Wonosari Terendam Banjir
| JARANG TERJADI : Genangan air yang merendam jalan dan rumah-rumah warga di beberapa titik di Wonosari, kemarin. |
BONDOWOSO, InfoBondowoso.NET – Hujan yang turun cukup deras kemarin siang membuat beberapa sungai di kecamatan Wonosari meluap. Akibatnya, puluhan rumah warga di kawasan tersebut terendam. Bahkan di beberapa titik, ketinggian air mencapai satu meter. Meski tak ada korban jiwa dalam peristiwa tersebut, namun kerugian ditaksir mencapai jutaan rupiah akibat perabot warga yang terendam.
Salah satu titik terparah meluapnya air terjadi di Dusun Glidung, Desa Wonosari. Warga tak pernah menduga jika air sungai yang mengalir di kawasan rumah mereka akan meluap dan masuk ke rumah-rumah mereka. Apalagi, sungai tersebut biasanya hanya mengalir kecil. Meluapnya sungai disebabkan karena tingginya curah hujan.
Menurut Kholis, 67, salah satu warga setempat, hujan sebenarnya hanya turun sebentar. “Tadi hujan mulai turun sekitar pukul 13.30. Setengah jam kemudian, air sungai mulai meluap,” ujarnya. Meluapnya air sungai itu menurutnya cukup mendadak. Kemudian luapan air semakin tinggi. Bahkan ketinggian air menurutnya sempat mencapai satu meter dari halaman rumah warga. Tak pelak, air yang semakin deras masuk ke rumah-rumah warga.
Warga setempat sempat panik karena khawatir air akan terus meninggi. Untungnya, setelah hujan berhenti, berangsur-angsur luapan air semakin susut. Kendati begitu, hingga sore kemarin, sisa-sisa genangan air di halaman rumah warga masih tersisa.
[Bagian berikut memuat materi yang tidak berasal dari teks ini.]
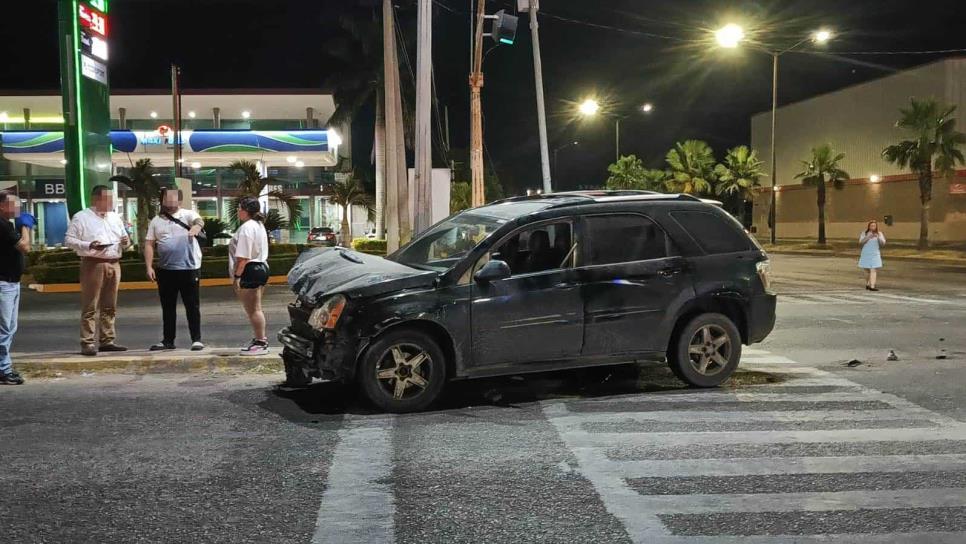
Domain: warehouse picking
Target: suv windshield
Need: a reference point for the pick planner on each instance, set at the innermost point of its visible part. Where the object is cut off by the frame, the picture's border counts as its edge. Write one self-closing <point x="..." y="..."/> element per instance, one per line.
<point x="444" y="245"/>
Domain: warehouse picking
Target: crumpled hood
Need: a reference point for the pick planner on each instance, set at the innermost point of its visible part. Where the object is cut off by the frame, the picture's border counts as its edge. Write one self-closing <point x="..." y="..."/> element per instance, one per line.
<point x="324" y="271"/>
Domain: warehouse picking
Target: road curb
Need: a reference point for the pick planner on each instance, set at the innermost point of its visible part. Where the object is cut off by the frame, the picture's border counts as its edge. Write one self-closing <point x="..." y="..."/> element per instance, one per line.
<point x="142" y="285"/>
<point x="886" y="257"/>
<point x="62" y="365"/>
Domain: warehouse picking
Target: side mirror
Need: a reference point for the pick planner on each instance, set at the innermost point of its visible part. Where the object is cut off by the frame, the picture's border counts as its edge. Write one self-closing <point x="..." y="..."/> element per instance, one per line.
<point x="493" y="271"/>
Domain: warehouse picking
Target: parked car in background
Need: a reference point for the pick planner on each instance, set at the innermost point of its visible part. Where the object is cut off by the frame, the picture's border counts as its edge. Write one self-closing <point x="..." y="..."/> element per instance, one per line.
<point x="323" y="236"/>
<point x="533" y="284"/>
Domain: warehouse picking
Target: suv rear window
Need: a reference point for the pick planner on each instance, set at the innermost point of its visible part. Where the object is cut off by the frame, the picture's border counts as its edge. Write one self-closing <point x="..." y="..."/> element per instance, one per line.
<point x="622" y="238"/>
<point x="713" y="233"/>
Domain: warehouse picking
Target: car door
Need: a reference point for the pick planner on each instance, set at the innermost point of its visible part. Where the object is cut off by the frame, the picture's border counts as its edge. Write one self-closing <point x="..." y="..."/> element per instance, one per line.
<point x="537" y="313"/>
<point x="631" y="278"/>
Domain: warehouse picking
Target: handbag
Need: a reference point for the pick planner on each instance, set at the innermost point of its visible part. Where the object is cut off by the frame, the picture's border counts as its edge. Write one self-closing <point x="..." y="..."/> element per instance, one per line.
<point x="200" y="237"/>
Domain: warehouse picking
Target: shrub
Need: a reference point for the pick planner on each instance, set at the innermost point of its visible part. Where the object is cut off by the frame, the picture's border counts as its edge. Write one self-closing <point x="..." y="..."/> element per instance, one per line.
<point x="373" y="247"/>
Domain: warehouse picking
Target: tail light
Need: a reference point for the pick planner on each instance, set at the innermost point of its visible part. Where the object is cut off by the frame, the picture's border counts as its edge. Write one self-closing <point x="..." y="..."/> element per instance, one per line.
<point x="764" y="273"/>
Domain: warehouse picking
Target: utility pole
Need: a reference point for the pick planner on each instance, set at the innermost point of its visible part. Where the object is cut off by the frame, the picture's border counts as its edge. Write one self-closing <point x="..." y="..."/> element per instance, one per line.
<point x="176" y="110"/>
<point x="424" y="145"/>
<point x="476" y="111"/>
<point x="533" y="6"/>
<point x="397" y="178"/>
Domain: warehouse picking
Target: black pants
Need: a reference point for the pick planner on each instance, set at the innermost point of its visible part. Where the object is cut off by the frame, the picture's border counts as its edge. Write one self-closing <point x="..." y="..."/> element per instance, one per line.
<point x="170" y="284"/>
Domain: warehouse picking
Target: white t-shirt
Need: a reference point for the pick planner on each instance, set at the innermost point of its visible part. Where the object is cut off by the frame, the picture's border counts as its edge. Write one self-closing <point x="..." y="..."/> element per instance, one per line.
<point x="175" y="249"/>
<point x="249" y="242"/>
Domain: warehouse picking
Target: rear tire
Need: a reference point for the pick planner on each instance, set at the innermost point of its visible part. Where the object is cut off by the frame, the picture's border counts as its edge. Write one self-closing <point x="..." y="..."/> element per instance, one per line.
<point x="402" y="371"/>
<point x="706" y="351"/>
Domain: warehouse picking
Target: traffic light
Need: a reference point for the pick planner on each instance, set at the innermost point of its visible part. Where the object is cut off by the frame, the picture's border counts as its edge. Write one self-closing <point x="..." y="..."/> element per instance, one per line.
<point x="504" y="28"/>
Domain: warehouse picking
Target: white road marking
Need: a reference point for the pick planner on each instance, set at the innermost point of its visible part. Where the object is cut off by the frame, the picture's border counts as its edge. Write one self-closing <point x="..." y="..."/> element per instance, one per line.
<point x="358" y="503"/>
<point x="640" y="512"/>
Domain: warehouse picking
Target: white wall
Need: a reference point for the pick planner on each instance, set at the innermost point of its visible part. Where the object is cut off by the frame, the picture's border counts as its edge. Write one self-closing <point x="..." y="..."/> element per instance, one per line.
<point x="858" y="121"/>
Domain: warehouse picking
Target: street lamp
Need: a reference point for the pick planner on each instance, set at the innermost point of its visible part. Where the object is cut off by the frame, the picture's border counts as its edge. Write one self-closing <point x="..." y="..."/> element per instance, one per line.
<point x="590" y="108"/>
<point x="566" y="145"/>
<point x="729" y="36"/>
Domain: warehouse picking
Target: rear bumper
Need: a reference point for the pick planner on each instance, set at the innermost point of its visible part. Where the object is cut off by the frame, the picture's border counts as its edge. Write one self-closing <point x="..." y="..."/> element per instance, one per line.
<point x="761" y="317"/>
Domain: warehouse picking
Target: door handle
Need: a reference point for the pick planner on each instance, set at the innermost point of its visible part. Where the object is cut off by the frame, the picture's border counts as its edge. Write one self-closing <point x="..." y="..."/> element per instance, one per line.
<point x="669" y="272"/>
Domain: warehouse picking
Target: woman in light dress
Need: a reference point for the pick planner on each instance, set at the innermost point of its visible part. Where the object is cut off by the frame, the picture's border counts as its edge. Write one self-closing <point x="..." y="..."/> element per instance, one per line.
<point x="871" y="257"/>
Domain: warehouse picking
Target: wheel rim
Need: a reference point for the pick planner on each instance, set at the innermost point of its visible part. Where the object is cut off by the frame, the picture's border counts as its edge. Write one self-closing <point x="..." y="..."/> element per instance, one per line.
<point x="709" y="350"/>
<point x="404" y="371"/>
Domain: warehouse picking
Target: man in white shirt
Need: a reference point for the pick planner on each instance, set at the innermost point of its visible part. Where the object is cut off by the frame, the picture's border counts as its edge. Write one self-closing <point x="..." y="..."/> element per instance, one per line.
<point x="98" y="236"/>
<point x="173" y="233"/>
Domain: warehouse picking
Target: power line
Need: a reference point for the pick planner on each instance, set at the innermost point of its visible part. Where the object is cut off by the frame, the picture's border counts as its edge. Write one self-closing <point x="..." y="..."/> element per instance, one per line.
<point x="927" y="52"/>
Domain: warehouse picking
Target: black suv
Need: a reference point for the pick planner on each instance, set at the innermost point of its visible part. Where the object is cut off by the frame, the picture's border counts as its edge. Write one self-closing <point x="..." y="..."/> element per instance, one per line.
<point x="533" y="284"/>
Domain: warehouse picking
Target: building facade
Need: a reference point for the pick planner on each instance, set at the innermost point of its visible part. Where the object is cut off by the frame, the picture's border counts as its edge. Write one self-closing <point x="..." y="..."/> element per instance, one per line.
<point x="283" y="132"/>
<point x="860" y="122"/>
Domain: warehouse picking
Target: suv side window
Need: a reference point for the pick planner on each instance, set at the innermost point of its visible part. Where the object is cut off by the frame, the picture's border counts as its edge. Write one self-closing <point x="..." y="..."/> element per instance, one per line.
<point x="621" y="238"/>
<point x="548" y="246"/>
<point x="713" y="233"/>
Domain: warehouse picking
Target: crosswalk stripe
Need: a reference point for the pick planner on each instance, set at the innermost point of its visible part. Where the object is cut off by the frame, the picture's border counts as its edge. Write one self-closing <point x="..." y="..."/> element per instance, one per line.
<point x="582" y="438"/>
<point x="358" y="503"/>
<point x="763" y="466"/>
<point x="804" y="502"/>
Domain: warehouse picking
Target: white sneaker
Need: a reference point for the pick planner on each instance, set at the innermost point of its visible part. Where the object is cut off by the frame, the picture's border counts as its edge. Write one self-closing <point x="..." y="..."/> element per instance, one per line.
<point x="256" y="347"/>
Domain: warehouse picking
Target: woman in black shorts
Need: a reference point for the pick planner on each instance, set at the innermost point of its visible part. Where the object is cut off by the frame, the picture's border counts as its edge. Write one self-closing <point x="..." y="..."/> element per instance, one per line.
<point x="248" y="262"/>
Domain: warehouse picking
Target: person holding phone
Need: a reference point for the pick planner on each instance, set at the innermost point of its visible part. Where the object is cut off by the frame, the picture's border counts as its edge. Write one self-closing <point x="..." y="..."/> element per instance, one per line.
<point x="871" y="257"/>
<point x="98" y="236"/>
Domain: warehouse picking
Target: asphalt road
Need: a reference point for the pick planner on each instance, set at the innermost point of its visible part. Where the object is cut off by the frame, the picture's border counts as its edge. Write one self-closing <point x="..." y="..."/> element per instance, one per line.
<point x="809" y="451"/>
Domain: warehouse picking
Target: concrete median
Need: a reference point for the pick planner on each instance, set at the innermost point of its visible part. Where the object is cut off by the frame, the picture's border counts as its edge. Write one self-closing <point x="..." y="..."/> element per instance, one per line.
<point x="212" y="361"/>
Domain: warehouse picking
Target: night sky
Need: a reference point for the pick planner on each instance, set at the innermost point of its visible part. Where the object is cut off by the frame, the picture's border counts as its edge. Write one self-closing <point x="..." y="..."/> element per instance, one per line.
<point x="657" y="52"/>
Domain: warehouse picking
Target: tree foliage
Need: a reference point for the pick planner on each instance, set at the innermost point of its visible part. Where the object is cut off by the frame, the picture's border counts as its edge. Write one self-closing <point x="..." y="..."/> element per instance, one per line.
<point x="819" y="171"/>
<point x="691" y="167"/>
<point x="739" y="174"/>
<point x="934" y="146"/>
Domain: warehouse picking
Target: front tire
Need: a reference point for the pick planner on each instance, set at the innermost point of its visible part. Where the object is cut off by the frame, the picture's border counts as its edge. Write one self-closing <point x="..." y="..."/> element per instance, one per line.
<point x="706" y="351"/>
<point x="402" y="371"/>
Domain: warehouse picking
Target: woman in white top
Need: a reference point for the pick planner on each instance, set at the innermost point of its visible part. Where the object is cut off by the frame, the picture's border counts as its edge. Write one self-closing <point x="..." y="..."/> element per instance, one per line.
<point x="871" y="257"/>
<point x="248" y="262"/>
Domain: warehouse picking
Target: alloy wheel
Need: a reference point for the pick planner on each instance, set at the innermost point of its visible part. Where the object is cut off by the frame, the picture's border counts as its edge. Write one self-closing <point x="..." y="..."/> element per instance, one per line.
<point x="404" y="371"/>
<point x="709" y="350"/>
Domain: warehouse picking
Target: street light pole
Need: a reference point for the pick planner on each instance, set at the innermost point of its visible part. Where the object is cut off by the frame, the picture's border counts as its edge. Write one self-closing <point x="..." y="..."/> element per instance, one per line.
<point x="774" y="168"/>
<point x="617" y="137"/>
<point x="538" y="83"/>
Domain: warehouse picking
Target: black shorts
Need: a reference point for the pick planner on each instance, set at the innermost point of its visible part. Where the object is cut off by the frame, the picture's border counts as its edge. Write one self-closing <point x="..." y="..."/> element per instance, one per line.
<point x="254" y="276"/>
Dari pantauan di lokasi kejadian, tak hanya merendam rumah-rumah warga. Luapan air juga merendam beberapa perkantoran. Salah satunya di markas Koramil setempat yang juga tergenang. Bahkan sejumlah pertokoan di tepi jalan juga sempat terendam luapan air.
Sementara itu, Harry Patriantono, kepala BPBD Bondowoso menyebutkan, ada sekitar 70 rumah warga yang terendam akibat luapan sungai tersebut. “ Puluhan rumah warga yang terendam itu tersebar di tiga titik. Semuanya di Desa Wonosari,” ujarnya. Dari jumlah tersebut, satu rumah warga ambrol.
Menurutnya, meluapnya aliran-aliran sungai disebabkan karena sampah bekas bangunan pasar sementara di lapangan Wonosari. Petugas BPBD menurutnya langsung turun ke lokasi kejadian untuk melakukan pendataan. Kendati begitu, pihaknya masih belum bisa merinci kerugian materiil akibat luapan sungai itu.